Si en este mismo escenario, no gana Keiko Fujimori, el ganador tendrá que pactar, inevitablemente, con ella. Ya sea una agenda programática, ya sea nombramientos específicos o otros toma y daca indispensables para gobernar. Si la bancada mayoritaria pasa a la oposición pura (y se une con Alianza Popular) caerán gabinetes y se obstruirá todo intento de reformas. Es posible que esta mayoría promueva, desde una oposición abierta, la vacancia del nuevo Presidente para así convocar a nuevas elecciones.  En este escenario veo mas sencillo que PPK logré un pacto a que lo haga Mendoza o Barnechea, simplemente por afinidades ideológicas. ¿A qué costo? Eso esta por verse. Puede ir desde el indulto al padre, hasta cargos en la administración pública.

Escenario 2: El voto cruzado reduce al fujimorismo a mas de un tercio del Congreso pero sin llegar a la mitad. Supongamos,  unos 50 Congresistas. Fuerza importante, sin duda, pero que no neutraliza a las demás. Por afinidad, una alianza parlamentaria probable es la de Acción Popular y Frente Amplio. Si cada una de estas agrupación pone 20 congresistas, esos 40 parlamentarios pueden ser determinantes para medirse con sus naturales antagonistas, las fuerzas del fujimorismo. Suponiendo que PPK coloque unos 25 congresistas en este escenario y Alianza Popular unos 15 tendríamos un Congreso dividido entre 5 fuerzas equilibradas.

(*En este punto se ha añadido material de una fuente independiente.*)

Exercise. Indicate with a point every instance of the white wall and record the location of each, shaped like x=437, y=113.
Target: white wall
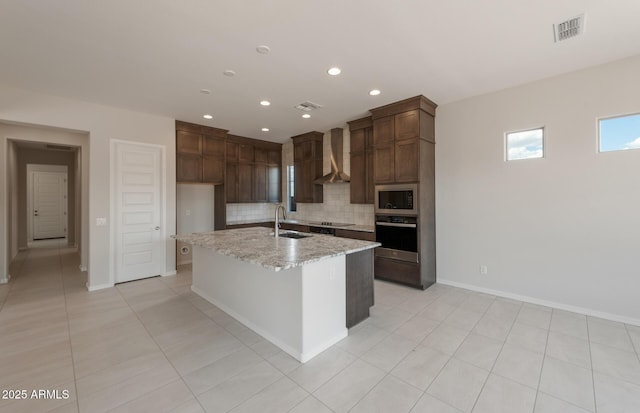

Si en este escenario ganara Fujimori, su relación con el Congreso se parecerá a la que han tenido los tres últimos Presidentes. Toledo, García y Humala gobernaron con bancadas – al menos inicialmente – numerosas pero sin mayoría por lo que tuvieron que conseguir  consensos cuando fue políticamente posible hacerlo.  Este escenario obligaría a Fujimori a buscar aliados. Los naturales serían los de Alianza Popular que podrían darle mayoría y en aspectos programáticos la bancada de PPK.

Si en este escenario no ganara Fujimori, es posible que fujimoristas y Alianza Popular pasen a una oposición abierta de 65 escaños, partiendo al Congreso en dos. Cualquiera de sus adversarios, sea PPK, Frente Amplio  o Acción Popular tendrá que pactar una alianza para unir los votos de las tres agrupaciones en una coalición de igual volumen. Será muy difícil para cualquiera de los tres convencer a los otros dos que una alianza parlamentaria antifujimorista y antiaprista es indispensable para asegurar gobernabildad. Difícil, pero no imposible.

La posibilidad alternativa es que fujimoristas y Alianza Popular hicieran gobierno con PPK, si este ganara. Es posible. En todo caso es mas probable que hicieran gobierno con Frente Amplio  o con Acción Popular.

Sugerencia: Cruzen el voto. Todo el poder en una sola mano es un peligro en el Perú de estos días. El Congreso que viene debería hacer reformas importantes al inicio del régimen. Un Congreso trabado o autocrático no ayuda en nada.